Assign Projects With Real World Implications

Using the Massachusetts census, secondary math teacher Joey Grabowski’s Algebra 1 students select categorical groups like gender or race, and quantitative variables like income or age, then “compare the distributions of two or more groups of people.” Then they write a report about their statistical analysis. Using projects rather than unit tests to assess his students gives Grabowski a unique lens into their thinking, writes Will. “[With a statistical report], they are analyzing and critiquing things,” he says. “Computers can do a lot of these calculations for us, but they can’t interpret data.”

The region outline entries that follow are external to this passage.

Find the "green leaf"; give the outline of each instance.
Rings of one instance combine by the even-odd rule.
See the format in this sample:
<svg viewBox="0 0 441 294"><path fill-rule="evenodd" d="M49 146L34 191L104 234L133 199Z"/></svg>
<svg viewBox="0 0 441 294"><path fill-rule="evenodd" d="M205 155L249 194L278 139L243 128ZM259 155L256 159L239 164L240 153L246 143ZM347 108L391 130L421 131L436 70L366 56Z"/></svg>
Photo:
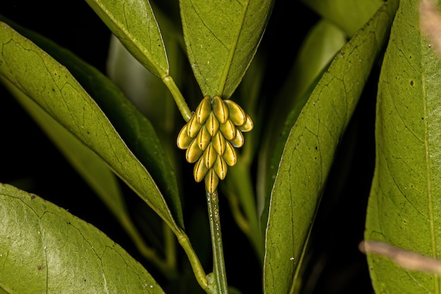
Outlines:
<svg viewBox="0 0 441 294"><path fill-rule="evenodd" d="M93 151L8 80L4 85L118 219L128 217L114 173Z"/></svg>
<svg viewBox="0 0 441 294"><path fill-rule="evenodd" d="M249 66L273 0L180 0L188 58L204 96L229 98Z"/></svg>
<svg viewBox="0 0 441 294"><path fill-rule="evenodd" d="M271 194L265 293L292 293L326 178L397 8L389 1L342 49L292 126Z"/></svg>
<svg viewBox="0 0 441 294"><path fill-rule="evenodd" d="M0 184L0 223L6 293L164 293L105 234L35 195Z"/></svg>
<svg viewBox="0 0 441 294"><path fill-rule="evenodd" d="M97 153L172 230L175 233L180 232L151 176L128 148L87 92L64 66L47 53L7 24L0 23L0 78L8 80L34 99L56 121ZM97 80L92 78L92 80ZM109 90L100 89L104 91L101 93L102 97L106 93L106 90ZM113 92L112 89L110 92ZM110 100L108 103L111 102ZM129 109L133 107L128 102L108 105L111 109L123 106ZM112 111L109 110L107 113L111 114ZM132 118L128 118L129 121L130 119Z"/></svg>
<svg viewBox="0 0 441 294"><path fill-rule="evenodd" d="M259 183L259 200L268 208L278 162L290 130L325 69L346 44L346 36L337 27L325 20L318 21L308 32L286 79L285 85L273 102L273 111L265 126L264 146L261 149L264 160ZM263 213L268 209L263 209ZM263 217L266 223L266 217ZM263 226L264 227L264 226Z"/></svg>
<svg viewBox="0 0 441 294"><path fill-rule="evenodd" d="M302 0L308 6L352 36L366 23L384 0Z"/></svg>
<svg viewBox="0 0 441 294"><path fill-rule="evenodd" d="M419 30L418 5L400 1L383 62L365 238L437 259L441 61ZM405 270L376 255L368 262L376 293L440 293L439 275Z"/></svg>
<svg viewBox="0 0 441 294"><path fill-rule="evenodd" d="M166 49L148 0L86 2L146 68L159 78L168 75Z"/></svg>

When the pandemic hit, high school math teacher Chiappetta moved her statistics students’ project proposals online. She traded gallery walks for virtual ones on Flipgrid and asked students to leave feedback for classmates’ projects there. “After a certain point, it's not meaningful for me to quiz my students on their execution of calculations,” said Chiappetta. “The projects that my students do allow me to assess their ability to apply those calculations in context.”

Actively Embrace Mistakes

Creating a mistake-friendly classroom is valuable for all students across academic subjects—but especially in math class, which can be an anxiety provoking environment for students. Carol Dweck, a professor of psychology at Stanford University and author of Mindset: The New Psychology of Success, famously said: “Every time a student makes a mistake … they grow a synapse.”

Will notes that teachers are tapping into this idea in assessments too, normalizing errors and asking students to grapple with problems that are purposely solved incorrectly, requiring students to identify the mistakes and then figure out how to solve them.

Algebra 1 teacher Robert McAusland told Will he likes to give students opportunities for redos, giving students time to work through problems they struggled with in prior assessments. With students learning from home, he found that “initial assessment scores were unnaturally high, possibly because students were looking up answers at home.” But as his students became more confident in their abilities to tackle tough problems, “scores are normalizing” and he’s been able to convey to students that “learning to understand mathematics is not about right or wrong. … There are no bad mistakes.”